Sostiene Fabio Cavallari che l’interpretazione “di un Marx che concepirebbe la rivoluzione come semplice organizzazione della violenza (…) non ha fondamenti concreti e reali, ma è piuttosto una pericolosa mistificazione che andrebbe una volta per tutte chiarita” ( Tempi , 8-14 aprile 2004).
Nell’attesa che tale “pericolosa mistificazione” venga “una volta per tutte chiarita”, vorremmo invitare i nostri lettori a riflettere sulle seguenti affermazioni di Marx:
• “In realtà e per i materialisti pratici , ossia per i comunisti, si tratta di rivoluzionare il mondo esistente, di aggredire praticamente le cose precostituite e di mutarle ;
• “ Per noi il comunismo non è un sistema (Zustand) che debba venir istituito o un ideale secondo il quale la realtà debba essere diretta. Noi chiamiamo comunismo il movimento reale che toglie di mezzo il sistema attuale. Le condizioni di questo movimento risultano da presupposti attualmente esistenti ” (K.Marx: L’ideologia tedesca – Istituto Editoriale Italiano, Milano 1947, pp.50 e 63-64).

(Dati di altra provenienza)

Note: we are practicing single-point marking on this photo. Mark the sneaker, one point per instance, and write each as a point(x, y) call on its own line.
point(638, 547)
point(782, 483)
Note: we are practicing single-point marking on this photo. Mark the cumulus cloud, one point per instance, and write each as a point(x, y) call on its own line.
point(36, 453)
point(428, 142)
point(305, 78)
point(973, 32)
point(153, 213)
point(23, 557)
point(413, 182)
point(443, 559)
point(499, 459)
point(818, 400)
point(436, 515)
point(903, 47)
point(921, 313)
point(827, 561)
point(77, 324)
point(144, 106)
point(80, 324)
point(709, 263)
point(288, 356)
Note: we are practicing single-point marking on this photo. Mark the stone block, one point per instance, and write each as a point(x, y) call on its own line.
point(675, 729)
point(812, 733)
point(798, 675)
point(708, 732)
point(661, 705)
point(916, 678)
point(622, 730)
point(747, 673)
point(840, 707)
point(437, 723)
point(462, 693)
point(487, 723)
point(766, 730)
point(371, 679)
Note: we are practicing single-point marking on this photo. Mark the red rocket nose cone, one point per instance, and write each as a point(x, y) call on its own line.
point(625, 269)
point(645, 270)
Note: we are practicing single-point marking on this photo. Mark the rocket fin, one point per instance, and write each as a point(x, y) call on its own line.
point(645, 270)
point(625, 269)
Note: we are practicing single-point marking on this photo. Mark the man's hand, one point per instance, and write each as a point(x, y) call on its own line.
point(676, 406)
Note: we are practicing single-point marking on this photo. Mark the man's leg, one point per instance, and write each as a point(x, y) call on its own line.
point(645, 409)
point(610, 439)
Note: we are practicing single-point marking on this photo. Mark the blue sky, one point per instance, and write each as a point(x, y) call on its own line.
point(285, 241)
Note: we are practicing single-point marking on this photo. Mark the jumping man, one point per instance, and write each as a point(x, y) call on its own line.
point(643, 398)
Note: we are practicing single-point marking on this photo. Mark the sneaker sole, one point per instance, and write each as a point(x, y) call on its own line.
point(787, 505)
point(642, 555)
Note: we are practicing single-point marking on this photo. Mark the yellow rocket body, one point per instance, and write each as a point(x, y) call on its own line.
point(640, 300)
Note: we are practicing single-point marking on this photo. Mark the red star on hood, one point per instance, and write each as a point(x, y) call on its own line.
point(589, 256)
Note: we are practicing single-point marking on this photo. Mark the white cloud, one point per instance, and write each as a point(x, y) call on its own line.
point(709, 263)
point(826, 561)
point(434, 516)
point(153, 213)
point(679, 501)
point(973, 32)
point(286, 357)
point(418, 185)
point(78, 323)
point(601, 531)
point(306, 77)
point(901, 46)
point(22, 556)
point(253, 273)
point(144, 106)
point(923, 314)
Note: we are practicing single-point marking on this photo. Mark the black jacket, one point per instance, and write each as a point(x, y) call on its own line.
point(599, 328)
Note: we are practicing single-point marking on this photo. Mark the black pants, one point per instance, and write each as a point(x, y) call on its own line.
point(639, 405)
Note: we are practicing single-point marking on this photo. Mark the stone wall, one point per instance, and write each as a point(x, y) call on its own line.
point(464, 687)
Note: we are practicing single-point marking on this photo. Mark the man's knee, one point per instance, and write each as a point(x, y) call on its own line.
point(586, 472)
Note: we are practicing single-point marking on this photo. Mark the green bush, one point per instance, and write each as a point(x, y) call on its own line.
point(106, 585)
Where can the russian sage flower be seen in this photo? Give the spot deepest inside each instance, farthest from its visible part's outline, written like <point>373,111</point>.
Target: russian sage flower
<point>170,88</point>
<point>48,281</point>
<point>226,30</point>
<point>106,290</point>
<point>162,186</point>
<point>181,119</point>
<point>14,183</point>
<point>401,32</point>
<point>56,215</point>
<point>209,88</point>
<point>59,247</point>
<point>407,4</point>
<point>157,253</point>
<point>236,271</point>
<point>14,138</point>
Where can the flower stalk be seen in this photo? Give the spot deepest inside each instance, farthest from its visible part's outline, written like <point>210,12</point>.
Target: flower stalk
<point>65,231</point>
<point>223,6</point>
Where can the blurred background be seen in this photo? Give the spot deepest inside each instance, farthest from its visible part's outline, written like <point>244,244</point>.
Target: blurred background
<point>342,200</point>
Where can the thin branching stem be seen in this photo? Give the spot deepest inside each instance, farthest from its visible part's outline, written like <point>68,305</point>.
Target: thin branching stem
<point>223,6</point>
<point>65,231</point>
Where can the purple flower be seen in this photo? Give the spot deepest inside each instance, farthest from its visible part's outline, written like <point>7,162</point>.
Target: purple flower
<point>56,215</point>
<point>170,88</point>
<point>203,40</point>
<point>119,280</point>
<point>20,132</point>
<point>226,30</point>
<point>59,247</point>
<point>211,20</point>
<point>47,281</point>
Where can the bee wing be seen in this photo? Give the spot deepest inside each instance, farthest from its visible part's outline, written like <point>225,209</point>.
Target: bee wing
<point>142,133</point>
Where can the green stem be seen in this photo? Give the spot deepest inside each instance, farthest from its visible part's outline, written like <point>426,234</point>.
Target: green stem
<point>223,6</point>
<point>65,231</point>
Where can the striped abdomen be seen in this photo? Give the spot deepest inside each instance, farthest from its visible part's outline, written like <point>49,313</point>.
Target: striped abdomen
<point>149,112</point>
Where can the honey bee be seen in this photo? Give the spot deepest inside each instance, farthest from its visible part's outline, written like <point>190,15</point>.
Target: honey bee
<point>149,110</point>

Il comunismo – stando a Marx – è dunque, in primo luogo, un movimento distruttivo che, aggredendo “praticamente le cose”, “toglie di mezzo il sistema attuale”, e non un ideale creativo “secondo il quale la realtà debba essere diretta”, orientata e mutata.
Sempre nell’attesa che la “pericolosa mistificazione” denunciata da Cavallari venga “una volta per tutte chiarita”, ci sia concesso di osservare che queste due affermazioni sarebbero già in grado di spiegare, da sole, il fallimento storico del comunismo o – come s’usa anche dire – del “socialismo reale”.
Solo chi avesse più interesse a distruggere che a creare (chi fosse cioè afflitto – direbbe Freud – dal “complesso di Eròstrato”) toglierebbe infatti di mezzo il sistema attuale, senza avere una previa e chiara idea del come sostituirlo. Ma non è proprio chi vuole anzitutto distruggere (come ad esempio i terroristi) a concepire “la rivoluzione come semplice organizzazione della violenza”?
Fatto sta che una cosa è il vedersi costretti a “distruggere” per amore del creare , altra il far credere di voler “creare”, o il vedersi costretti a “creare”, per la brama di distruggere (le rivoluzioni – diceva appunto Kafka – cominciano nel sangue e finiscono nella carta bollata).
Nemesi vuole, però, che quanto viene in tal modo forzosamente “creato”, continua fatalmente a distruggere, finendo prima o poi – come prova l’esperienza del comunismo sovietico – con l’ autodistruggersi .
Vorremmo dunque suggerire a chi voglia, non solo impiegare fruttuosamente l’arco di tempo che ci divide dal definitivo chiarimento della predetta “pericolosa mistificazione”, ma anche capire come sia possibile mutare il “mondo esistente” senza “aggredirlo” o violentarlo, di meditare (o di tornare a meditare) il dodicesimo capitolo de La filosofia della libertà , e, in particolare, le pagine in cui Steiner parla della “intuizione morale”, della “fantasia morale” e della “tecnica morale” (R.Steiner: La filosofia della libertà – Antroposofica, Milano 1966, pp. 163-164).